Hey there, Pumpkin
I officially suck at Halloween. As a kid, I wore the same costume 3 years in a row out of sheer lack of imagination. And it’s worse when you know what the costume was. I wore oversized Groucho Marx glasses in addition to a puff paint sweatshirt of animals wearing Groucho Marx glasses. Very similar to this gem.
Then there was the time in college when I suggested to my roommate that we attend the KA “Party Like a Rockstar” bash dressed as…wait for it…the Indigo Girls. HAWT. Or the “Dead Celebrities” party where I went as Jon Benet Ramsey. Too soon?
Let’s not forget the Halloween in New Orleans where I convinced my advertising friends that we should go as the popular-at-the-time Gap commercial where everybody is in fleece vests singing Madonna. So many problems. 1. It’s 90 degrees in NOLA at Halloween. 2. Nobody wears clothes on Halloween. 3. We were just wearing NORMAL CLOTHES FROM THE GAP. When people would ask who we were, we’d get in line and tilt our heads and start singing. So. Lame. And now, hilarious.

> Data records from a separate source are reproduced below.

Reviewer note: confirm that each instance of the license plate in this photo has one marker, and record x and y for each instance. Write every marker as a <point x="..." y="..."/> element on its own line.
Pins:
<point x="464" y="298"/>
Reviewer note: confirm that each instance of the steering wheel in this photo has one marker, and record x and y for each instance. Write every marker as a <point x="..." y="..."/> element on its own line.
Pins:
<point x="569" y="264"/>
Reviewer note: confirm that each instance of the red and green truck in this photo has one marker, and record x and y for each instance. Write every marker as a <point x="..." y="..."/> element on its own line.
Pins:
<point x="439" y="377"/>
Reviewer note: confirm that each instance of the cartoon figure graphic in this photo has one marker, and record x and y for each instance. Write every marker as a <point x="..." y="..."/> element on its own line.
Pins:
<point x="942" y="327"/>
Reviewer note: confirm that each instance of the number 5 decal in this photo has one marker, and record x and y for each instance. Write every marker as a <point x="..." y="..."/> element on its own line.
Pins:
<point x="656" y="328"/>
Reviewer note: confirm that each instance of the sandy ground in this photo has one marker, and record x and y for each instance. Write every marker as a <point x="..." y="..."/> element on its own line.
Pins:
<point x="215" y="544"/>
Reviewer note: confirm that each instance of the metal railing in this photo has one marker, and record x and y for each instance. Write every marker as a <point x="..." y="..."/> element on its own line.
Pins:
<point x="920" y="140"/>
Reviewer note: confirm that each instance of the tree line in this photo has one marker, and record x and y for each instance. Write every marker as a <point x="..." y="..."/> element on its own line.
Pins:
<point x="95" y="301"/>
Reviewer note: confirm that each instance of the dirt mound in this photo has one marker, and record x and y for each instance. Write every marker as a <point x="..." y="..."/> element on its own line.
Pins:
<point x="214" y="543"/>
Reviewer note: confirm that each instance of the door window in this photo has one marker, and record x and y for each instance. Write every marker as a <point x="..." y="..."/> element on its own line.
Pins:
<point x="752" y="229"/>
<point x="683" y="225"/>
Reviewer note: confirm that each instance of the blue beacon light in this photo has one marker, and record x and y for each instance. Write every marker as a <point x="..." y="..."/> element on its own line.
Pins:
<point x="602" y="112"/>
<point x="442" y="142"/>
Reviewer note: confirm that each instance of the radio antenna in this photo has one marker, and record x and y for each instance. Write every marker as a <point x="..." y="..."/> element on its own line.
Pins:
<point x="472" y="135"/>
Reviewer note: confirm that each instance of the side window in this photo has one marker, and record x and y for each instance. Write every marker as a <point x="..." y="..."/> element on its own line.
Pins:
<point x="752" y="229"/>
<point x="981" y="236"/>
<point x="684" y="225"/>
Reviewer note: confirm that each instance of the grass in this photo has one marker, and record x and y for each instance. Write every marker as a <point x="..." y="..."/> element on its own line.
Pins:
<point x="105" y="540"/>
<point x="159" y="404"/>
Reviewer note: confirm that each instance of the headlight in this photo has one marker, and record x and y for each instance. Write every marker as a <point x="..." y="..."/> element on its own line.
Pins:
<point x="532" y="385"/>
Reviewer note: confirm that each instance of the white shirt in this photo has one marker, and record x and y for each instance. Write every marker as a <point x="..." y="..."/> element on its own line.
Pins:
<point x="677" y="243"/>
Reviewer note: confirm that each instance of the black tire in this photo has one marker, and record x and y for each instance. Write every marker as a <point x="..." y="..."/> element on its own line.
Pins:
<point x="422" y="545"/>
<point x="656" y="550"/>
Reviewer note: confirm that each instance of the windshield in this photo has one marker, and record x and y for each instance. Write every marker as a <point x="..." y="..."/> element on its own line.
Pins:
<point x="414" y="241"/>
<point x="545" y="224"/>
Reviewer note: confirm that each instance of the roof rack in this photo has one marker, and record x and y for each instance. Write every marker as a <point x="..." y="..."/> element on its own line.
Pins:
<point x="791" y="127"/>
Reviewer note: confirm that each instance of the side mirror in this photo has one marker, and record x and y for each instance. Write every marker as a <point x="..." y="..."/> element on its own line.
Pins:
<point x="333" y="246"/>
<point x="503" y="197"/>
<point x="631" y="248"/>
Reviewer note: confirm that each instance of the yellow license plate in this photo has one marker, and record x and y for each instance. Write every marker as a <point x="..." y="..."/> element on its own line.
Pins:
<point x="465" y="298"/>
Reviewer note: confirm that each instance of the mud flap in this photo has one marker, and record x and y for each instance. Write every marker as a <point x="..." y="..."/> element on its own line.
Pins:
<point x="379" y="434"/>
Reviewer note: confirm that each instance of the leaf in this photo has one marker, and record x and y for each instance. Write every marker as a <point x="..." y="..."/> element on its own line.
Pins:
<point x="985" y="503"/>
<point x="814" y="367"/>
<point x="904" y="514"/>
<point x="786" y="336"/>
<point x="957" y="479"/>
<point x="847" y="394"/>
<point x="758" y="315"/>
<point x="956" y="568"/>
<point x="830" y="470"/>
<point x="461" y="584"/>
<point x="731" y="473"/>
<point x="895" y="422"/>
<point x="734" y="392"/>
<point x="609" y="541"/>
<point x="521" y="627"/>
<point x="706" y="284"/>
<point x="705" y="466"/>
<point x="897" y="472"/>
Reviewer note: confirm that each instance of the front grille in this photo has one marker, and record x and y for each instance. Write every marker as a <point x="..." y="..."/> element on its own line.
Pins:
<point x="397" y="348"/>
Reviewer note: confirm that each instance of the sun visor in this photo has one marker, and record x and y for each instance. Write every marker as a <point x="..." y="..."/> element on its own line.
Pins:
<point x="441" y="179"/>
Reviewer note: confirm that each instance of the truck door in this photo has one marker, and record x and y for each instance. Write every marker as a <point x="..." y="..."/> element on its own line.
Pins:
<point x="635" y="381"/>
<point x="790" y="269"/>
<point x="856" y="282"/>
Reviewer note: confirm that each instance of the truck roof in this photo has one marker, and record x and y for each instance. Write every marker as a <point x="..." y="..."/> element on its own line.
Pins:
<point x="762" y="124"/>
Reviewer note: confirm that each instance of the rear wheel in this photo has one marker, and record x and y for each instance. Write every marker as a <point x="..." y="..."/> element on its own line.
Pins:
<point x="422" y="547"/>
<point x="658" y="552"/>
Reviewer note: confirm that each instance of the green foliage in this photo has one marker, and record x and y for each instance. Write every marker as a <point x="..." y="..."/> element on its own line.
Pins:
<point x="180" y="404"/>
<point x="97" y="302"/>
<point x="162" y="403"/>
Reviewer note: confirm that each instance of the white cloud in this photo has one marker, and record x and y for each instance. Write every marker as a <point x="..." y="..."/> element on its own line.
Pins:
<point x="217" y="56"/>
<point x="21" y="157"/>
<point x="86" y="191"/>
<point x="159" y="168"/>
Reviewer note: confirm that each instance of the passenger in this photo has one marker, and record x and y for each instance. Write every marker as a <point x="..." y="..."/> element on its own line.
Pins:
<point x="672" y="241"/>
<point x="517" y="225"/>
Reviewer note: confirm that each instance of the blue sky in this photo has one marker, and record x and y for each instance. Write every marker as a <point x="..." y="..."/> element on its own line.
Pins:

And then, my pièce de résistance, the Merrymakers (basically a Junior League for men in Tampa) Halloween Party. The theme was black and white, so I cobbled together a most unsexy referee costume. Think white capri pants, a boxy polyester referee jersey, a stupid hat and a yellow flag sticking out of my butt pocket. And the best part? I was misinformed, and the theme was actually Heaven & Hell. So, I was surrounded by hot little angels and devils. The only guy that spoke to me all night was 45 years old and named Dill. I called a foul. On myself.
So this year, I’m sticking to dressing up a mood board for the occasion. I think this will turn out much better.
Pumpkin Spice. It’s not just for lattes anymore.
Do you embrace the orange in your life? Or do you think it belongs in the 70s with avocado? How about Halloween costumes? Got any embarrassing doozies that can top mine? Doubtful.